Un día pensado para la retina global
El corresponsal de EL PAÍS en Londres traza un relato personal, a pie de calle, de la boda real entre Guillermo de Inglaterra y Kate Middleton
Ya que al final no ha llovido, a este cronista le apetece echarle una gotita de agua al vino de la euforia unánime en forma de lamento personal: en estas bodas, o se está en el altar o en la primera fila de invitados, o más vale quedarse en casa y verlo todo por televisión. A falta de invitación, mi lugar en la boda era la plaza de Trafalgar, con la intención de palpar el ambiente popular y seguir la ceremonia por alguna de las pantallas gigantes allí instaladas.

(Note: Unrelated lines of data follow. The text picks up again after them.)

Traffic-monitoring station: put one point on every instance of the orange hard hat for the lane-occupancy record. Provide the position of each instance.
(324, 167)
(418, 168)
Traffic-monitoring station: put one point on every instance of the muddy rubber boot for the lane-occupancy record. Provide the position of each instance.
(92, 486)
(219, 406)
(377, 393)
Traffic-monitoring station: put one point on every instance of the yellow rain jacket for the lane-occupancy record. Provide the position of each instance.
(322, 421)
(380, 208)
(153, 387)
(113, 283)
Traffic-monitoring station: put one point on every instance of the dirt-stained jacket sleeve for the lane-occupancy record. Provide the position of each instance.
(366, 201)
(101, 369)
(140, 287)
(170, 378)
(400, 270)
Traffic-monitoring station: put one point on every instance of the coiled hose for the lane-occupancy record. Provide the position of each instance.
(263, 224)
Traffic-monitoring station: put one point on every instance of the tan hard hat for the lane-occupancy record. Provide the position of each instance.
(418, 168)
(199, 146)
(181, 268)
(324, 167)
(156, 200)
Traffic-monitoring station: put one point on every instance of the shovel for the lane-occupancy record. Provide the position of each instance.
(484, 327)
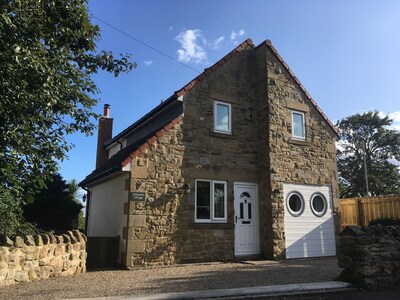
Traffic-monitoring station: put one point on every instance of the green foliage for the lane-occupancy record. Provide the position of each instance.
(385, 222)
(54, 208)
(382, 145)
(11, 221)
(47, 58)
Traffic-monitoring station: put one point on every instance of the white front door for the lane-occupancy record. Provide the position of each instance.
(246, 219)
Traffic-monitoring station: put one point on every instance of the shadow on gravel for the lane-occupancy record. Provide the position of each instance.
(177, 278)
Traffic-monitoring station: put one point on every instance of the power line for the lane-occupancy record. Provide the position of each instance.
(145, 44)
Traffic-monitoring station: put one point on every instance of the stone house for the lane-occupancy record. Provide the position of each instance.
(240, 162)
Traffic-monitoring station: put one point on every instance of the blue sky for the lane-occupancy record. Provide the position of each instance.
(346, 54)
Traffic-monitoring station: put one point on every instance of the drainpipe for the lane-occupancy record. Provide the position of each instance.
(87, 209)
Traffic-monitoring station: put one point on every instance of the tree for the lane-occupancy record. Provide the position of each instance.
(47, 58)
(367, 139)
(54, 208)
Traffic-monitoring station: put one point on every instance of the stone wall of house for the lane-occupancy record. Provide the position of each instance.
(41, 256)
(162, 229)
(312, 161)
(370, 255)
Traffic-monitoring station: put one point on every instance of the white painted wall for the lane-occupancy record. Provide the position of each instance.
(106, 212)
(309, 235)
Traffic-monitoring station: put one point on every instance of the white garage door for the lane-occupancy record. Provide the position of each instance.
(309, 227)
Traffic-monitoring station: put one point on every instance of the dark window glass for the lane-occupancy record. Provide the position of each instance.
(203, 194)
(219, 197)
(249, 211)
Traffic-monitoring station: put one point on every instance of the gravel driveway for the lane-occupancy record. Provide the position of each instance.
(177, 278)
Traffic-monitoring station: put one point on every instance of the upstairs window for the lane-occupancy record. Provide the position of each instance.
(210, 201)
(222, 117)
(298, 125)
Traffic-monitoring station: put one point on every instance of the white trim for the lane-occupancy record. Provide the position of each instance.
(229, 131)
(302, 138)
(239, 184)
(302, 207)
(212, 218)
(323, 212)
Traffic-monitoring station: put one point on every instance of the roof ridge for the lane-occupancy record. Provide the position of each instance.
(268, 43)
(215, 66)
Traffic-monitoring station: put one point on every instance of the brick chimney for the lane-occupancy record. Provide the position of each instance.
(104, 134)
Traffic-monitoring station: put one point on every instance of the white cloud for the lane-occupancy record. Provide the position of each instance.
(190, 50)
(217, 43)
(235, 35)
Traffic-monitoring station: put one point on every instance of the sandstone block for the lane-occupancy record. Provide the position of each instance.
(138, 220)
(45, 239)
(29, 241)
(136, 246)
(21, 276)
(18, 242)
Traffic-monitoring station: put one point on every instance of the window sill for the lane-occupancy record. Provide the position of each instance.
(298, 142)
(211, 226)
(222, 135)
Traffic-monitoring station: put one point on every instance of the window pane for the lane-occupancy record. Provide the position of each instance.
(318, 204)
(222, 117)
(298, 129)
(203, 195)
(295, 204)
(219, 200)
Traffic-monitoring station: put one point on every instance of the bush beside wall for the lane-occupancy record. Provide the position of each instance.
(36, 257)
(370, 255)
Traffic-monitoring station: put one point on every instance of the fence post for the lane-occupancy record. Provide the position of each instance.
(358, 212)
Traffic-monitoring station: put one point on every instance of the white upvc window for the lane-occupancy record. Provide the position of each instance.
(222, 117)
(298, 125)
(210, 201)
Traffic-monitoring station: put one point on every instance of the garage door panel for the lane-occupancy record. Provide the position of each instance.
(308, 235)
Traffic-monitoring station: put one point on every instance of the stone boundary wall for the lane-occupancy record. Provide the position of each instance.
(41, 256)
(370, 255)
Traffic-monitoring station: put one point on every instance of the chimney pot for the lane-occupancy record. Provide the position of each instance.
(106, 113)
(104, 134)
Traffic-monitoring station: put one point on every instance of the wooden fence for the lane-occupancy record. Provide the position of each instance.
(360, 211)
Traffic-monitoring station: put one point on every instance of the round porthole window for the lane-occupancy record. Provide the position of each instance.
(318, 204)
(295, 204)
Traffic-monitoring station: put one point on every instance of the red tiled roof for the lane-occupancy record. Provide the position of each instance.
(123, 158)
(141, 148)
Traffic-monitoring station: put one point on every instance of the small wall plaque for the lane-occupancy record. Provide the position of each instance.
(137, 196)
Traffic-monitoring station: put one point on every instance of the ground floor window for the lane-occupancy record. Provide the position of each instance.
(210, 201)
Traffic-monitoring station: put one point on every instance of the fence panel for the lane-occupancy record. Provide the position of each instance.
(360, 211)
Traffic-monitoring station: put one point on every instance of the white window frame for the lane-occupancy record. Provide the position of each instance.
(229, 131)
(302, 138)
(212, 219)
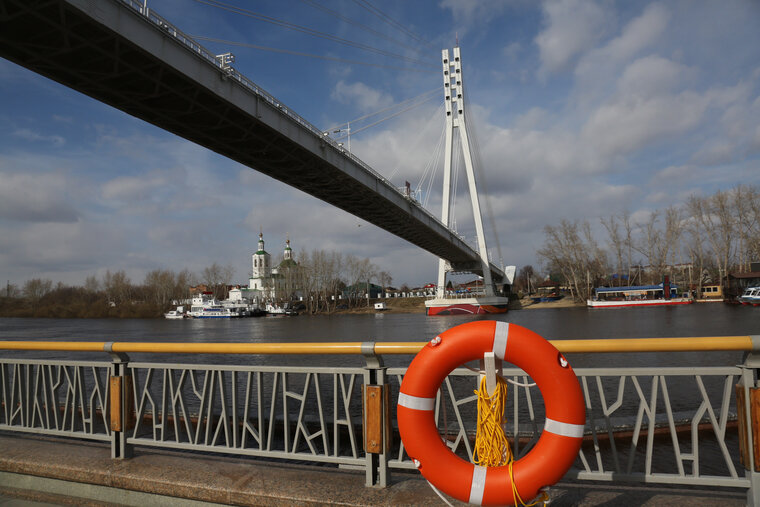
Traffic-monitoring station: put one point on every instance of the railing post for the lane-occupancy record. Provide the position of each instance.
(120, 404)
(748, 404)
(376, 422)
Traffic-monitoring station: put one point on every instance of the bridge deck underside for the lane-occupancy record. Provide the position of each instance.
(59, 41)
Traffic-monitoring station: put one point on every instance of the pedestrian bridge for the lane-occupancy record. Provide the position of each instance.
(122, 54)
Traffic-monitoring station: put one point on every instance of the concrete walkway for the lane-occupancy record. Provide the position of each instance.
(37, 471)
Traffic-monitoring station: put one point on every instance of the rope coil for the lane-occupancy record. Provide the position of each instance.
(491, 444)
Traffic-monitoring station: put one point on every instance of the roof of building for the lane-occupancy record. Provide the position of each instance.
(746, 274)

Mientras desde España me llegan comentarios emocionados sobre la belleza de la ceremonia o la hermosura de la música y los cánticos, o los detalles de los gestos y las ropas de los contrayentes, uno de los invitados me llama para comentarme sus impresiones: "Una organización extraordinaria, porque no es fácil mover de forma tan coordinada y precisa a 1.900 invitados", dice con admiración. "Pero la boda, lo que es la boda, era muy difícil seguirla. La abadía de Westminster es como es y, aunque yo estaba en un sitio muy bueno, apenas he podido seguir la ceremonia", se lamentaba este invitado.

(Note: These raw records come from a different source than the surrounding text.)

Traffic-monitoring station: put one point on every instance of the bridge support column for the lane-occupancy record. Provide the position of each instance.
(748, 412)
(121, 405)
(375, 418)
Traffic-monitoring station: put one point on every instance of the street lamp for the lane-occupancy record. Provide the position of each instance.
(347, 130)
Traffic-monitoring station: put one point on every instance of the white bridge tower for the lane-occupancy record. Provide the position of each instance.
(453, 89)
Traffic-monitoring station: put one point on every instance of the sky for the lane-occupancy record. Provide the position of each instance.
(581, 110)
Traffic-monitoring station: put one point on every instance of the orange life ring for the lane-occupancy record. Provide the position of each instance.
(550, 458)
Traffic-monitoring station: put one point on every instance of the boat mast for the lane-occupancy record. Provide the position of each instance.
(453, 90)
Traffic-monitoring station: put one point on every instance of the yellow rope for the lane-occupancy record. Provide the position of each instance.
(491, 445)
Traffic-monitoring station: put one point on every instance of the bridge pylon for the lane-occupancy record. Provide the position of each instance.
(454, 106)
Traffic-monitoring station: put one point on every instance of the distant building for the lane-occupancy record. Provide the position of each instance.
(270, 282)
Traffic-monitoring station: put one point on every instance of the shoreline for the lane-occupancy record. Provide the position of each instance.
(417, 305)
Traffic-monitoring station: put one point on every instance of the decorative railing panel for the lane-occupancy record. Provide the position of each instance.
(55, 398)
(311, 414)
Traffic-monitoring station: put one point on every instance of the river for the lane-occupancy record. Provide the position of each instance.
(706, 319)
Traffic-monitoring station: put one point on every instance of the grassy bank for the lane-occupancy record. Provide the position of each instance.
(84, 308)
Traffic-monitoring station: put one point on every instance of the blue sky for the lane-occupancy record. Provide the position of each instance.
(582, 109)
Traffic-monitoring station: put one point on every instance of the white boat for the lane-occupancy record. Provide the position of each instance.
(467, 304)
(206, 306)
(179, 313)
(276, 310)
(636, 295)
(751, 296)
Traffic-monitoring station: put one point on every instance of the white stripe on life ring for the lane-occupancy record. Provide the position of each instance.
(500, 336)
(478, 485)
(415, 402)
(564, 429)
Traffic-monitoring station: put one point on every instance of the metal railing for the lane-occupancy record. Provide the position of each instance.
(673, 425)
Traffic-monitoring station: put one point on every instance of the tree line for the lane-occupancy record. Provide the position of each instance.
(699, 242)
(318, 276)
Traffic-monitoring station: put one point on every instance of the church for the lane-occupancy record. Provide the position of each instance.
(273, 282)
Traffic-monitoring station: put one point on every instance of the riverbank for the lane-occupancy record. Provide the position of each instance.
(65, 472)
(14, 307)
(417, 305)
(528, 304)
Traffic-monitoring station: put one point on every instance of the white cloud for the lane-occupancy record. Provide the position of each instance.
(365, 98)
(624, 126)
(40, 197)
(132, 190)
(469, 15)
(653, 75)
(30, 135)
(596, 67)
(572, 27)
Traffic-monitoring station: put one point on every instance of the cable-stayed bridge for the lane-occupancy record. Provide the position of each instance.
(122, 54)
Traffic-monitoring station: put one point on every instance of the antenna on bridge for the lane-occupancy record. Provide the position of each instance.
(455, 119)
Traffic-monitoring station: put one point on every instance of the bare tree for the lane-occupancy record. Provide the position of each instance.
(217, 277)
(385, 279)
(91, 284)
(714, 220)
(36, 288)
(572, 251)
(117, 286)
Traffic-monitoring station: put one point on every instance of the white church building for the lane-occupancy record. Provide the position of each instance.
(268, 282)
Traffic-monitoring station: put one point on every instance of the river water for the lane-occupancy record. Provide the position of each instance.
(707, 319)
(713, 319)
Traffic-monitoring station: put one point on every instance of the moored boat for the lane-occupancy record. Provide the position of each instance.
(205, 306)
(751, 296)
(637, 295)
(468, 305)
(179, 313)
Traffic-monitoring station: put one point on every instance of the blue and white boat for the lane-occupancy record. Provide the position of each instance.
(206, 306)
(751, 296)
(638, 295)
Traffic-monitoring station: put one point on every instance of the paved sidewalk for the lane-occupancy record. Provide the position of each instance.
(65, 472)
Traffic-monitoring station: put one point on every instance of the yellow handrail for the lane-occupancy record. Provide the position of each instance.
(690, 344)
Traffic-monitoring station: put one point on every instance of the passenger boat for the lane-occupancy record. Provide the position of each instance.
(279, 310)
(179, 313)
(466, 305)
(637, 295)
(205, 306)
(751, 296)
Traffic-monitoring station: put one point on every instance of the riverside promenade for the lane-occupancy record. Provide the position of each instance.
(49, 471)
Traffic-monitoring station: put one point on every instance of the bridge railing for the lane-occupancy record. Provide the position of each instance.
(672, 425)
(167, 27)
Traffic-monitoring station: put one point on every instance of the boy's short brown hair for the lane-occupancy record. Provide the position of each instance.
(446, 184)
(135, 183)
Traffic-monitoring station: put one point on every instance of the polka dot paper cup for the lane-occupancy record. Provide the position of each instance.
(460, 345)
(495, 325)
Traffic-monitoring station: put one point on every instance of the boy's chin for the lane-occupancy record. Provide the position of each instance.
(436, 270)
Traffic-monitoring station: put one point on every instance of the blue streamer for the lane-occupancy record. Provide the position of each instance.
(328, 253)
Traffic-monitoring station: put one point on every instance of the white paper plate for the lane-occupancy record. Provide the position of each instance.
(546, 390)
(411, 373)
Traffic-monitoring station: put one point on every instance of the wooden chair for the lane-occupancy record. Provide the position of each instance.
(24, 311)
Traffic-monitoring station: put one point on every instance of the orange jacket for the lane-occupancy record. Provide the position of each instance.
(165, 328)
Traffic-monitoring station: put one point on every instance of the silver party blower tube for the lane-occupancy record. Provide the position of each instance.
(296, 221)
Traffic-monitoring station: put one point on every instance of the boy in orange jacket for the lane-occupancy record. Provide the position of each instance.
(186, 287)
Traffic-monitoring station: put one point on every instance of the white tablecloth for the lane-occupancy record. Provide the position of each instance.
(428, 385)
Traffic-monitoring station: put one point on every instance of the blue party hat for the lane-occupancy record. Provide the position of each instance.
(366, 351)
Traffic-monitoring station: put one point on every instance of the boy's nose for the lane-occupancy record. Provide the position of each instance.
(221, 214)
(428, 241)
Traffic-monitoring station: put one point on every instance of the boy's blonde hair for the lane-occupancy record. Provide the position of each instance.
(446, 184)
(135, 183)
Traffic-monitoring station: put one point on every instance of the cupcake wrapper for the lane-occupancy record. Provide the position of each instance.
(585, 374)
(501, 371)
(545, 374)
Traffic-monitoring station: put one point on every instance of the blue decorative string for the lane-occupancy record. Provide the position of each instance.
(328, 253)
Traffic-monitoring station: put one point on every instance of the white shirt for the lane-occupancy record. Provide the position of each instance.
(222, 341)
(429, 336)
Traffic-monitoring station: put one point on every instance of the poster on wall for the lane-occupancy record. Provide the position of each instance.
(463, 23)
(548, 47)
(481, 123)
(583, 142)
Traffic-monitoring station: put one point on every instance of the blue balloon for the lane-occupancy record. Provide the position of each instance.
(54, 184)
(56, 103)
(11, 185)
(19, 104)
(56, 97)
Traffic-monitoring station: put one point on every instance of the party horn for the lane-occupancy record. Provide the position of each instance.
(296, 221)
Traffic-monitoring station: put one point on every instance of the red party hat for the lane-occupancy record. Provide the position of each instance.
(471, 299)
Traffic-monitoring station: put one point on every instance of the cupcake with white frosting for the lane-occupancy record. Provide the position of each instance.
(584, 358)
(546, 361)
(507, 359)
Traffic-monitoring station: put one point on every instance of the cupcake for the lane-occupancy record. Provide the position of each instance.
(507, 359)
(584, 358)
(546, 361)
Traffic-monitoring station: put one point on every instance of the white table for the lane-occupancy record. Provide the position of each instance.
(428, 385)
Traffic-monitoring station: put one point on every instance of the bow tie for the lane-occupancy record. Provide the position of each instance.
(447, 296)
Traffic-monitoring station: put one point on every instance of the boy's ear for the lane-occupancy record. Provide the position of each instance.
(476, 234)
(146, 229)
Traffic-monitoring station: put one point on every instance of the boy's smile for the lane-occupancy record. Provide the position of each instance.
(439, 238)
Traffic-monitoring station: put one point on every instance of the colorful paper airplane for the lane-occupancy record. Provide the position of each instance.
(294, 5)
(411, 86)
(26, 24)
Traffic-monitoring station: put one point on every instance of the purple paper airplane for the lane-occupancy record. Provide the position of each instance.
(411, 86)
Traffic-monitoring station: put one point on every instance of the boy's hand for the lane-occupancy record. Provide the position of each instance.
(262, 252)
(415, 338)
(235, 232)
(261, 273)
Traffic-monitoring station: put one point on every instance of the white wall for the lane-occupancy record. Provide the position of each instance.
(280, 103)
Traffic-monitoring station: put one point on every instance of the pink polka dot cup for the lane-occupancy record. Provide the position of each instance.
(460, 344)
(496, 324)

A este cronista le ha pasado un poco lo mismo. La organización del evento callejero, formidable. Ningún agobio ni en el momento de viajar al centro de Londres ni siguiendo la ceremonia en la plaza de Trafalgar. ¿Por qué? Porque la policía restringió el acceso a la plaza. Había la suficiente gente como para que pareciera abarrotada y estaba lo bastante vacía como para moverse por ella con facilidad. Cabía muchísima más gente y no faltaban voluntarios para haberla llenado: mucho público se quedó fuera, siguiendo la ceremonia detrás de las barreras policiales que impedían su acceso a la plaza. Y, el que decidía irse, ya no podía volver a entrar.
El resultado es que el ambiente en la plaza era más bien tibio: la belleza del escenario en Westminster o la emoción de la música no llegan con la misma precisión y efecto que estando en la intimidad del salón de casa. Y la gente, en un día sin lluvia pero más bien gris y algo fresquito, lo ha seguido todo en un denso silencio sólo roto en los momentos cumbres. Sobre todo, nada raro en un país tan patriota, con el flamear de banderas al sonar el Dios Salve a la Reina y cuando los recién casados han cruzado el umbral de la abadía de Westminster, radiantes, para darse el esperado baño de multitudes. Aunque fueran multitudes controladas.
Nada de esto es gratuito o se ha dejado al azar. Al hacerlo así se cumplían los dos grandes objetivos de la jornada: limitar al máximo los riesgos desde el punto de vista de la seguridad y al mismo tiempo cumplir lo que de verdad importa: hacer lo más fotogénica posible una boda que está pensada, por encima de todo, para la retina global, para esos más de 2.000 millones de personas que dicen que la querían ver.